Aided by a pitch-dark night with no hint of a moon, they stopped within a scant hundred yards of the gate without being discovered. Scouts led by Odysseus crept around the huge horselike structure and approached the gate.
In the guard tower above, Sinon slew the two slumbering guards. Never intending to open the gate by himself — it took eight strong men to lift the huge wooden bar securing the thirty-foot-high doors — he quietly called down to Odysseus.

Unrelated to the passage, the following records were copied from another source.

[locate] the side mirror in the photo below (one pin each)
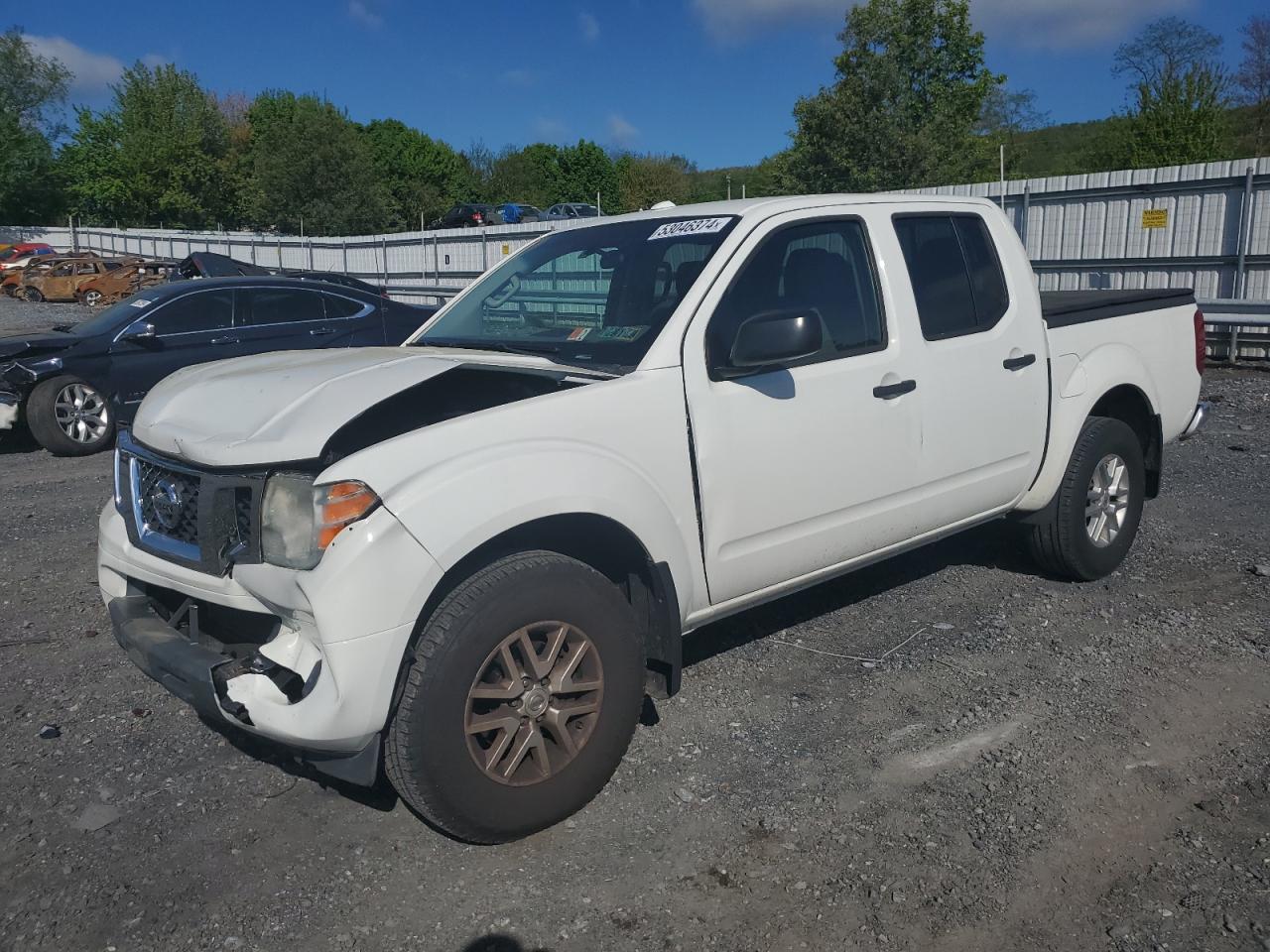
(772, 338)
(139, 330)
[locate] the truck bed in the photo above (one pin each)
(1065, 307)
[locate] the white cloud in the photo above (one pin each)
(520, 77)
(550, 130)
(1033, 23)
(730, 21)
(363, 13)
(621, 132)
(94, 72)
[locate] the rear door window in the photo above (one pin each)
(955, 273)
(340, 307)
(268, 306)
(190, 313)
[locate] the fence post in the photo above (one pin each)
(1241, 284)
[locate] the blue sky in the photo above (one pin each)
(714, 80)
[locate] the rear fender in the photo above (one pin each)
(1082, 385)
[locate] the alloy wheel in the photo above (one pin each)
(534, 703)
(1107, 500)
(81, 413)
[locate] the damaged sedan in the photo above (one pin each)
(77, 382)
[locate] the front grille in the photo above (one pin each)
(202, 518)
(168, 500)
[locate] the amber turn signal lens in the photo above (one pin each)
(340, 504)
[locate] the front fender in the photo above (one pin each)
(454, 507)
(1076, 388)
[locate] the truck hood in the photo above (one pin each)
(273, 408)
(318, 405)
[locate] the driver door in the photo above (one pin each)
(807, 465)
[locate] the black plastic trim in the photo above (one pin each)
(1062, 308)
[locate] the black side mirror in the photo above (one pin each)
(771, 338)
(139, 330)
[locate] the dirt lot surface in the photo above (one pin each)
(1039, 766)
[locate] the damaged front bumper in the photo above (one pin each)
(199, 670)
(8, 409)
(1202, 413)
(307, 658)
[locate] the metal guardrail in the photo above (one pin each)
(1236, 326)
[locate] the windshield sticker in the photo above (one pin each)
(624, 333)
(694, 226)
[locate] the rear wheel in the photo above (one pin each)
(1095, 516)
(68, 416)
(521, 699)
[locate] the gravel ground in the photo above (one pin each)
(1040, 766)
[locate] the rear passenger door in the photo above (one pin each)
(190, 329)
(296, 318)
(984, 375)
(812, 463)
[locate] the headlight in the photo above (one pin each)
(300, 520)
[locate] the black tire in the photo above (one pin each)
(1062, 544)
(45, 426)
(427, 754)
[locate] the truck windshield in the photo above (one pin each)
(594, 296)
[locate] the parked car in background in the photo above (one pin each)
(64, 280)
(21, 255)
(336, 278)
(79, 381)
(517, 213)
(572, 209)
(467, 558)
(466, 216)
(123, 282)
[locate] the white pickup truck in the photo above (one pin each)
(463, 561)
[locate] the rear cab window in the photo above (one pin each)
(953, 271)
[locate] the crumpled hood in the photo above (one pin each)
(273, 408)
(33, 345)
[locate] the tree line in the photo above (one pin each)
(913, 103)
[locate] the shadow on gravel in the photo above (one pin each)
(497, 943)
(18, 440)
(989, 546)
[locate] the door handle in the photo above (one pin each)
(890, 391)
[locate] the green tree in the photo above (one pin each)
(312, 166)
(32, 90)
(420, 176)
(643, 180)
(585, 169)
(1252, 80)
(155, 155)
(1179, 108)
(910, 90)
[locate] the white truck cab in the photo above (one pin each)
(465, 560)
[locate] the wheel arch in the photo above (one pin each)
(612, 549)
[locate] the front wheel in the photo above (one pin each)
(1093, 518)
(68, 416)
(520, 702)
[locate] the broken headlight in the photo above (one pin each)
(300, 520)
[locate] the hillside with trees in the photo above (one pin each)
(912, 103)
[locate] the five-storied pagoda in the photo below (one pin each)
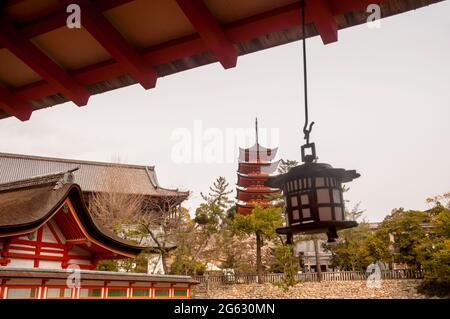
(256, 166)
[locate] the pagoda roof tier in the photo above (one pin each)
(253, 190)
(257, 153)
(245, 180)
(245, 209)
(257, 168)
(256, 196)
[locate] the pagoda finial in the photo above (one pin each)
(256, 129)
(257, 139)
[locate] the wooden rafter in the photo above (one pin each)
(210, 31)
(111, 39)
(321, 13)
(14, 106)
(21, 47)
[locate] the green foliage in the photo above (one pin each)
(409, 234)
(213, 211)
(263, 221)
(437, 267)
(184, 266)
(286, 263)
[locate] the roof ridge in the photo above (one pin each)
(64, 177)
(74, 161)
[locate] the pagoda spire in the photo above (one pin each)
(257, 140)
(256, 166)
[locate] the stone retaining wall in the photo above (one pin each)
(391, 289)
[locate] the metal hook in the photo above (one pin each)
(307, 131)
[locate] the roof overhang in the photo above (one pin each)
(123, 42)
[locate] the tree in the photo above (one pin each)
(162, 221)
(286, 263)
(411, 243)
(210, 219)
(262, 222)
(437, 266)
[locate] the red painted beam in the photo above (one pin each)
(58, 18)
(119, 48)
(210, 31)
(21, 47)
(321, 13)
(246, 29)
(14, 105)
(238, 31)
(341, 7)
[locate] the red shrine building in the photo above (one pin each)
(256, 166)
(50, 246)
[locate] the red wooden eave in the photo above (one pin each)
(210, 31)
(18, 44)
(220, 39)
(119, 48)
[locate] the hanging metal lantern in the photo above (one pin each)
(313, 191)
(313, 199)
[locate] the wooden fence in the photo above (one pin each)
(217, 280)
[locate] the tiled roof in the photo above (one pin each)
(90, 175)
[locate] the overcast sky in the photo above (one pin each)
(380, 99)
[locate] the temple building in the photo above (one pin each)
(47, 229)
(50, 245)
(256, 166)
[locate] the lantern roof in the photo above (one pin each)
(313, 170)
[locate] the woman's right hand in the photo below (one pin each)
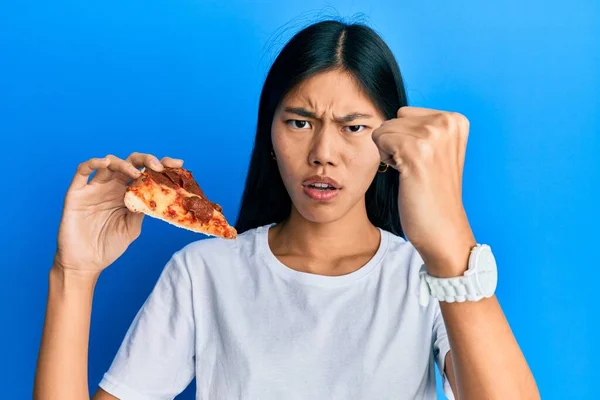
(96, 227)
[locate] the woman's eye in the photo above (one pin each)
(355, 128)
(298, 123)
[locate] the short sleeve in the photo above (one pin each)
(156, 358)
(441, 347)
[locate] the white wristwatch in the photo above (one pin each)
(479, 281)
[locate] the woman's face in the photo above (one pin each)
(323, 127)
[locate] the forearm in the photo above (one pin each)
(62, 364)
(487, 361)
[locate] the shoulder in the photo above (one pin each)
(403, 262)
(216, 255)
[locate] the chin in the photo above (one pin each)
(320, 213)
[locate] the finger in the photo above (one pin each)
(145, 160)
(408, 111)
(133, 222)
(85, 169)
(171, 162)
(116, 168)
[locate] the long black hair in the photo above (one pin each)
(323, 46)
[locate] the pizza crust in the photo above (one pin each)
(145, 195)
(135, 204)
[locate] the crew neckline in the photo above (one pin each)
(314, 279)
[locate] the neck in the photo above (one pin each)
(325, 243)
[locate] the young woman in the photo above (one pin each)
(349, 192)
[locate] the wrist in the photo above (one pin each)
(72, 277)
(450, 264)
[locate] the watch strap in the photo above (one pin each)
(449, 290)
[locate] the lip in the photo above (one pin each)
(321, 179)
(320, 195)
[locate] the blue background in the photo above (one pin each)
(178, 77)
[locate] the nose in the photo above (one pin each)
(323, 150)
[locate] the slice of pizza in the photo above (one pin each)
(173, 195)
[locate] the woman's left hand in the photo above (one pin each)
(428, 149)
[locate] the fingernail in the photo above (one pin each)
(157, 164)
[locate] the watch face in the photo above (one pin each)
(487, 272)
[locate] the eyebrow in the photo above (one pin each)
(303, 112)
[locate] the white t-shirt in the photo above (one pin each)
(248, 327)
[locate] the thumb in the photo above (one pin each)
(133, 222)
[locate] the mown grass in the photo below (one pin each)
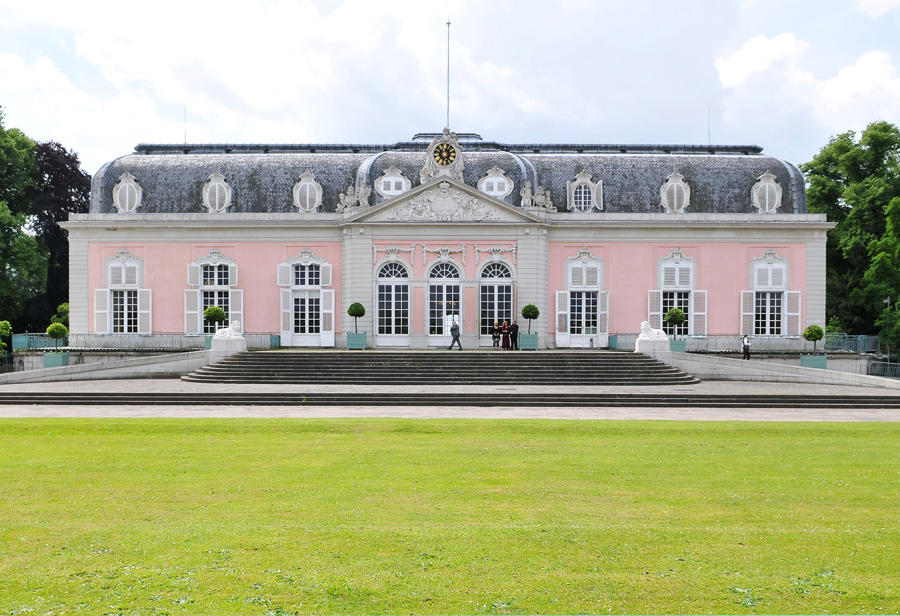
(438, 517)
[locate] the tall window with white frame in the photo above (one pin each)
(677, 276)
(216, 291)
(212, 280)
(393, 300)
(496, 296)
(123, 307)
(443, 299)
(307, 298)
(770, 308)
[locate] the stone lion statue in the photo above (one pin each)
(649, 333)
(232, 331)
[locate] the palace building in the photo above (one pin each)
(447, 227)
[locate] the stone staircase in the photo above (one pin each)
(560, 368)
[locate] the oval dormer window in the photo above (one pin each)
(127, 194)
(216, 193)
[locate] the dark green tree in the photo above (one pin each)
(857, 184)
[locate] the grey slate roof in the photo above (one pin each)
(262, 176)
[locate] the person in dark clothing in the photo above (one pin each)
(514, 336)
(454, 332)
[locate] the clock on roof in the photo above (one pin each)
(444, 154)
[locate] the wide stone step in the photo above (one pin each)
(444, 399)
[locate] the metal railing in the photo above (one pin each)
(136, 342)
(885, 369)
(833, 343)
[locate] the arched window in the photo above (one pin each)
(393, 301)
(495, 297)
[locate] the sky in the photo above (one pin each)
(101, 77)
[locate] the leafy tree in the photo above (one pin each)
(22, 259)
(356, 310)
(62, 188)
(813, 334)
(57, 331)
(530, 312)
(857, 184)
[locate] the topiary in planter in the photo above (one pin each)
(57, 331)
(530, 312)
(214, 314)
(813, 334)
(675, 317)
(356, 310)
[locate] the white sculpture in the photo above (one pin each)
(650, 333)
(232, 331)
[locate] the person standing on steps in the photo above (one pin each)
(454, 332)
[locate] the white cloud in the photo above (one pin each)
(761, 54)
(877, 8)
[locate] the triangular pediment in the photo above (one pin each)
(443, 200)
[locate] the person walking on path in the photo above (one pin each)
(514, 336)
(454, 332)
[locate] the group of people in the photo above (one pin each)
(508, 333)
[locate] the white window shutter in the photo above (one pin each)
(191, 311)
(116, 275)
(236, 307)
(287, 328)
(603, 313)
(685, 277)
(669, 277)
(748, 311)
(762, 276)
(576, 276)
(101, 311)
(562, 318)
(792, 314)
(698, 313)
(284, 275)
(778, 277)
(193, 275)
(327, 332)
(145, 322)
(654, 308)
(131, 276)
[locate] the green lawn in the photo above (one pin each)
(362, 516)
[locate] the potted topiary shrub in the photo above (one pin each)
(813, 334)
(528, 342)
(356, 340)
(214, 315)
(56, 331)
(674, 318)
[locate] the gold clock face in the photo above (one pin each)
(444, 154)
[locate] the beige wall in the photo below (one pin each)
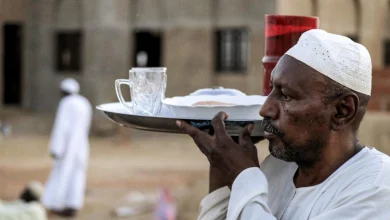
(10, 11)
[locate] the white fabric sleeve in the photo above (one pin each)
(60, 130)
(214, 205)
(370, 203)
(249, 197)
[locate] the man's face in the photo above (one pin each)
(296, 120)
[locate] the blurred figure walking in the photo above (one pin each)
(69, 147)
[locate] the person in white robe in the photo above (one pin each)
(69, 147)
(317, 169)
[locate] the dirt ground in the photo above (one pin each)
(140, 161)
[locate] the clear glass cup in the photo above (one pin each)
(147, 90)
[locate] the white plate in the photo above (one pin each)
(165, 122)
(243, 108)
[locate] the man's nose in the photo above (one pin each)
(269, 109)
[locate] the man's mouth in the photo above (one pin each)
(269, 130)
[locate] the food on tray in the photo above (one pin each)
(213, 103)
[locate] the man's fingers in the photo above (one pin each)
(219, 124)
(245, 135)
(201, 139)
(188, 129)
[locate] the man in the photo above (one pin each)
(317, 169)
(69, 146)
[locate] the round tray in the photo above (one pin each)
(165, 122)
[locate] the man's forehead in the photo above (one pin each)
(294, 73)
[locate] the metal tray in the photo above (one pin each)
(167, 123)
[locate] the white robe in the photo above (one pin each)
(69, 142)
(358, 190)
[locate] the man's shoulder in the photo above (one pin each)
(379, 164)
(274, 167)
(370, 170)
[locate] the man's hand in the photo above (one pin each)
(222, 152)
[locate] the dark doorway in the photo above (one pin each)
(12, 63)
(147, 49)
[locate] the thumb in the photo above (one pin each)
(245, 135)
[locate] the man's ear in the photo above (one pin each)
(345, 109)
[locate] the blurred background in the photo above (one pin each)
(203, 43)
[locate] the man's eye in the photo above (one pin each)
(286, 97)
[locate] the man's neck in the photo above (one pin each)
(332, 158)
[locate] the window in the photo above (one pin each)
(231, 50)
(68, 50)
(386, 52)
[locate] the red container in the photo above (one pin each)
(281, 33)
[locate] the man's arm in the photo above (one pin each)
(60, 130)
(373, 203)
(247, 200)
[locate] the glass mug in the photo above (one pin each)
(147, 90)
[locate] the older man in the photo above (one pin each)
(317, 169)
(69, 147)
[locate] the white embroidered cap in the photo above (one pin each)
(337, 57)
(70, 85)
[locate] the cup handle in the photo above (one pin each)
(118, 84)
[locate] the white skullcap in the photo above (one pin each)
(337, 57)
(70, 85)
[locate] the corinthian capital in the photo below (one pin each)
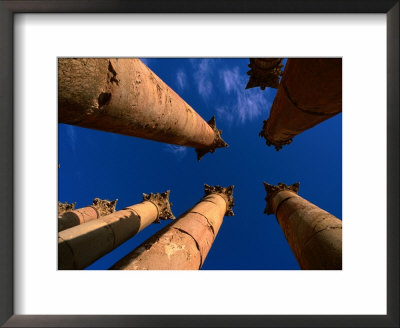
(225, 192)
(161, 201)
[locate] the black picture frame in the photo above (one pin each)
(7, 11)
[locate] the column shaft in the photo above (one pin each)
(309, 93)
(124, 96)
(81, 245)
(185, 243)
(314, 235)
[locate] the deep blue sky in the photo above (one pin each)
(106, 165)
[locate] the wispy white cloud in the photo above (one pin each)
(243, 105)
(181, 80)
(203, 69)
(178, 151)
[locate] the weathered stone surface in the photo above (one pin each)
(185, 243)
(314, 235)
(64, 207)
(124, 96)
(225, 192)
(264, 72)
(99, 207)
(90, 241)
(309, 93)
(272, 191)
(104, 206)
(161, 201)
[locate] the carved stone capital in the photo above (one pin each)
(273, 190)
(264, 72)
(225, 192)
(161, 201)
(104, 206)
(65, 207)
(218, 141)
(278, 145)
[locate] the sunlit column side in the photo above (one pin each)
(81, 245)
(124, 96)
(184, 244)
(309, 93)
(99, 207)
(264, 72)
(314, 235)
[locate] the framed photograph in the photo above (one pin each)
(42, 163)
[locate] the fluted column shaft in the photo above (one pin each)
(124, 96)
(81, 245)
(309, 93)
(98, 208)
(314, 235)
(185, 243)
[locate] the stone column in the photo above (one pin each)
(65, 207)
(264, 72)
(314, 235)
(81, 245)
(124, 96)
(98, 208)
(183, 244)
(309, 93)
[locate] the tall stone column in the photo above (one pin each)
(309, 93)
(124, 96)
(98, 208)
(81, 245)
(264, 72)
(314, 235)
(183, 244)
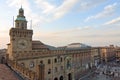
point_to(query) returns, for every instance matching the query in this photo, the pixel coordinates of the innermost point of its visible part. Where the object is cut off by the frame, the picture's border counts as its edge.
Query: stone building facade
(38, 61)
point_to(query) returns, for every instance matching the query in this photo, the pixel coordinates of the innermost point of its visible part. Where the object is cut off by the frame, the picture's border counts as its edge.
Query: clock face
(22, 43)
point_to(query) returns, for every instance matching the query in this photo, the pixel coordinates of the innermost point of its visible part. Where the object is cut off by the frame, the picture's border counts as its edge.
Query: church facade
(48, 62)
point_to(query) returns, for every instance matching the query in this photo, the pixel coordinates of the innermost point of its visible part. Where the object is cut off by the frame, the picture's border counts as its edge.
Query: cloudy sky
(61, 22)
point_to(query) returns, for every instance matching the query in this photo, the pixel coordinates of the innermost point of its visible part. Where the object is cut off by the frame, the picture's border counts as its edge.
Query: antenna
(21, 3)
(13, 21)
(30, 24)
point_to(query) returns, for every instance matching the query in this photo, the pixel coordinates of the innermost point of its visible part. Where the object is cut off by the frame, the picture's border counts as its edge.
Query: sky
(61, 22)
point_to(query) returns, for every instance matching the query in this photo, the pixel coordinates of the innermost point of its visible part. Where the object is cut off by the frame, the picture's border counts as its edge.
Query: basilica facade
(35, 60)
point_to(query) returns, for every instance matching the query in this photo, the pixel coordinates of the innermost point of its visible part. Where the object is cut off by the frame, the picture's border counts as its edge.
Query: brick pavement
(6, 73)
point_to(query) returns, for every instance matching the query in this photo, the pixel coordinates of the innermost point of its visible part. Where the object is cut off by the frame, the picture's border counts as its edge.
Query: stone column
(40, 71)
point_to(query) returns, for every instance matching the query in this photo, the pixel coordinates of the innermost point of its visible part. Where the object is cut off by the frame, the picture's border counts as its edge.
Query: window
(56, 69)
(61, 67)
(31, 64)
(41, 62)
(61, 59)
(55, 60)
(49, 61)
(18, 24)
(49, 71)
(22, 64)
(22, 24)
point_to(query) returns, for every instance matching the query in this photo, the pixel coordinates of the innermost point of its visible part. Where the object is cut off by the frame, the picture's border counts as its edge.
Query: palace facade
(35, 60)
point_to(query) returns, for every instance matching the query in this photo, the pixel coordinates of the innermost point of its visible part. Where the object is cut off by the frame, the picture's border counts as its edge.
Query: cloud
(64, 8)
(114, 21)
(46, 7)
(107, 12)
(88, 4)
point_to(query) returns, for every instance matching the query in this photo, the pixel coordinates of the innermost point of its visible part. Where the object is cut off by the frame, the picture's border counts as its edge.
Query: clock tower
(20, 36)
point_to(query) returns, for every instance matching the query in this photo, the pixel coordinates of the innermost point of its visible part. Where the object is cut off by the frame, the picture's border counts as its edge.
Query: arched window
(17, 24)
(49, 71)
(31, 64)
(55, 60)
(49, 61)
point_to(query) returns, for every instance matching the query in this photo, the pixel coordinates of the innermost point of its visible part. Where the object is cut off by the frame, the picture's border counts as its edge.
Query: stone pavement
(6, 73)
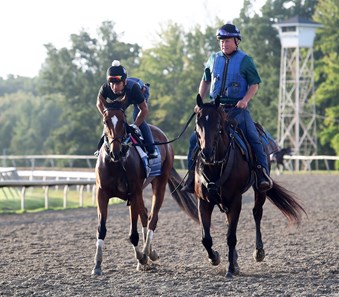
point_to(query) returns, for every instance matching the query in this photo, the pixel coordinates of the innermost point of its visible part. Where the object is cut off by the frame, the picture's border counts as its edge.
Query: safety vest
(227, 82)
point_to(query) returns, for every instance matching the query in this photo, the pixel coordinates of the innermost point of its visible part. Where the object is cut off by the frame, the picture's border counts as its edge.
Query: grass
(10, 200)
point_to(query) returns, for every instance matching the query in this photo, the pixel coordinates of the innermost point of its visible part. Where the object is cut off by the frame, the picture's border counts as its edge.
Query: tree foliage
(56, 113)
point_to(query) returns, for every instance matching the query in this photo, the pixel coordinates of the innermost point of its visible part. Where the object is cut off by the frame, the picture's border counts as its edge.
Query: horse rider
(128, 91)
(232, 75)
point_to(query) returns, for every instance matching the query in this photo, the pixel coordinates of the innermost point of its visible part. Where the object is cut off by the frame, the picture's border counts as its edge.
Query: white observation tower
(297, 116)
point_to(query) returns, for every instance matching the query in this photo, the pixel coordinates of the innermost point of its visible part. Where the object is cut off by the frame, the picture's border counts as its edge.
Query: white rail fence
(17, 181)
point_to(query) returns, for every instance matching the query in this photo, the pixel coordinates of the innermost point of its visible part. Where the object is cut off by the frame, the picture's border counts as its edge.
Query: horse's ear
(199, 100)
(217, 101)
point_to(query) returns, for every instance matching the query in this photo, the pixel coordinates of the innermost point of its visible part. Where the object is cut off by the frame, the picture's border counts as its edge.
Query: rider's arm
(101, 104)
(143, 112)
(203, 88)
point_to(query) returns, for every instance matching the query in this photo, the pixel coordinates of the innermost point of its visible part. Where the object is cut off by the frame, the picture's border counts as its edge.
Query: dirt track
(51, 253)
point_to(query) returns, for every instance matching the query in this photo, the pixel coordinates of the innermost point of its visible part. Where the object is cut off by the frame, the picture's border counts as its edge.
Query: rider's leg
(264, 182)
(148, 138)
(100, 143)
(189, 184)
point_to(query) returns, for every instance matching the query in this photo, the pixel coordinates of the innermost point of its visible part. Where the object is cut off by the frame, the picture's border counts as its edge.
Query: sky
(26, 25)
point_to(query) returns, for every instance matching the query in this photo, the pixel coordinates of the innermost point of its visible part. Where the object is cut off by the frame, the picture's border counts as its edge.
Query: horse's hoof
(259, 255)
(145, 267)
(236, 271)
(153, 255)
(229, 274)
(96, 271)
(215, 261)
(143, 260)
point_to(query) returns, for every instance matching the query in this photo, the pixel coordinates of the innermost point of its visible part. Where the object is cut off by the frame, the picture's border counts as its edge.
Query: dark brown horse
(222, 175)
(120, 172)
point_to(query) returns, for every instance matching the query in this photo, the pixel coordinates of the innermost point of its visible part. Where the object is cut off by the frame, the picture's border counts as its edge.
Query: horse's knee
(231, 240)
(207, 242)
(134, 238)
(102, 230)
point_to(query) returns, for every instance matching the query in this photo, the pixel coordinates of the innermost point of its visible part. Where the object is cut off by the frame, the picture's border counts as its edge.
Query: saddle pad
(153, 166)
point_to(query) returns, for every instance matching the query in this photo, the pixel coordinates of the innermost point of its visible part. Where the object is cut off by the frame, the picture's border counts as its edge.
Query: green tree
(327, 73)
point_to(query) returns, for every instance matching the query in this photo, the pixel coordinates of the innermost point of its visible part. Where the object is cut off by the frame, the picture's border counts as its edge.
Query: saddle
(152, 167)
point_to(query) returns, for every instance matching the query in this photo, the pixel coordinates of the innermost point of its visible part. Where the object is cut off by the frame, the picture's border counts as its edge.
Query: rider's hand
(136, 129)
(105, 115)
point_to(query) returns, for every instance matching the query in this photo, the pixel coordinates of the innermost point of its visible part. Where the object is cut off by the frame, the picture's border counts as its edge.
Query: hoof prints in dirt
(51, 253)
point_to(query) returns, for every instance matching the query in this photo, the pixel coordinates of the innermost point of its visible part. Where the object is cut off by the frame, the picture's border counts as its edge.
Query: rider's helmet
(228, 31)
(116, 73)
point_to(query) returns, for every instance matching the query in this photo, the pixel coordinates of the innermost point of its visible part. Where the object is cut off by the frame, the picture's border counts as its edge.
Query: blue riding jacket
(227, 81)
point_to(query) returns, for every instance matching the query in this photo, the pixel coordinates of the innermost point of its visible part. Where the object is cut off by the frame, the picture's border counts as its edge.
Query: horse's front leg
(136, 208)
(205, 214)
(233, 218)
(102, 205)
(158, 188)
(147, 236)
(259, 252)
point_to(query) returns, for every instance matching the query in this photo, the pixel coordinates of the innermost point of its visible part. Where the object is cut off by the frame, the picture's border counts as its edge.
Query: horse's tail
(287, 202)
(186, 201)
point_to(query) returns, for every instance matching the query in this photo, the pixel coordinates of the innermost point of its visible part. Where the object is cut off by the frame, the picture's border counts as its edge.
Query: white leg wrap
(150, 235)
(100, 243)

"The guards are dead and the city is either drunk or asleep. There is no better time to break down the gates."
Odysseus quickly ordered the men who were carrying the immense log to tilt up the forward end and place it on a small ramp leading into the interior of the horse. While a team pushed from the bottom, another group of Achaeans climbed inside and pulled it up under the peaked roof. Once inside, it was lifted onto slings until it was suspended in the air. What the Dardanians never realized was that the horse, as Odysseus had conceived it, was not a horse but a battering ram.
The men inside the ram hauled the log back as far as it would go and hurled it forward.
The pointed bronze beak that fitted over the end of the log struck the wooden gate with a dull thud that shuddered the gate in its hinges but did not force it open. Again and again the ram was plunged against the foot-thick beam-supported gate. With each strike it splintered but did not give. The Achaeans were fearful that a Dardanian might hear the pounding, look over the wall, see the army below and alert the warriors sleeping off their premature jubilation. High on the top of the wall, Sinon also kept a wary eye on any townsman who might have heard the noise, but those still awake thought it was the sound of distant thunder.
The exertion began to look like an exercise in futility when suddenly the gate dropped off one hinge. Odysseus urged his crew inside the ram for one more mighty effort, placing his arms around the log and lending his muscle to the thrust. The warriors hurled the beak into the stubborn door with every ounce of strength they possessed.
At first the door seemed unconquerable, but then the Achaeans held their breath as it sagged on its remaining hinge for a few moments before giving a rueful tearing moan and falling backward into the citadel, dropping flat on the stone pavement with a great rumbling thump.